Although this is a relatively recent custom, many of today's Japanese have eaten school lunches as children, and triangular eating is said to be the preferred eating style of many Japanese.

==Advantages==
If elementary school children are allowed to eat freely, they may eat what they like first and fill up their bellies, resulting in unbalanced nutrition. Triangular eating can prevent this.

Triangular eating also has the meaning of in-mouth seasoning. The idea is that by alternately eating rice, soup, and side dishes, the flavors that remain in the mouth will mingle and make the meal more palatable.

==Criticism==
Teachers sometimes forced children to eat triangular meals, which was criticized as "too much management" education.
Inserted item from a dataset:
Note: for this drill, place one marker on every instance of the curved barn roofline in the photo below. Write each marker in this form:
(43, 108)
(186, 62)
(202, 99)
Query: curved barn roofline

Therefore, it is no longer emphasized as an official guideline.

Some children were forced by their teachers to eat triangular meals, causing some children to consider school lunches painful.

Some children do not like the mixing of flavors when eating triangles.

It is also known that many children eat triangular meals but do not have in-mouth seasoning.

It is also theorized that triangular eating can cause elevated blood sugar levels, too much salt, and overeating.

==Response to criticism==
It is said that the cause of the increase in blood glucose levels with triangular eating is not so much the triangular eating itself, but rather the fact that too much food is put in the mouth at one time or swallowed without chewing.

For this reason, a method of eating a vegetable dish first, followed by a triangular meal, has been suggested.

Some believe that eating a triangular diet will help reduce satiety with smaller portions and moderate the degree of blood glucose increase.

Some studies also suggest that triangular eating, along with the method of eating meat first, is effective in controlling blood glucose levels, while eating vegetables first is less effective.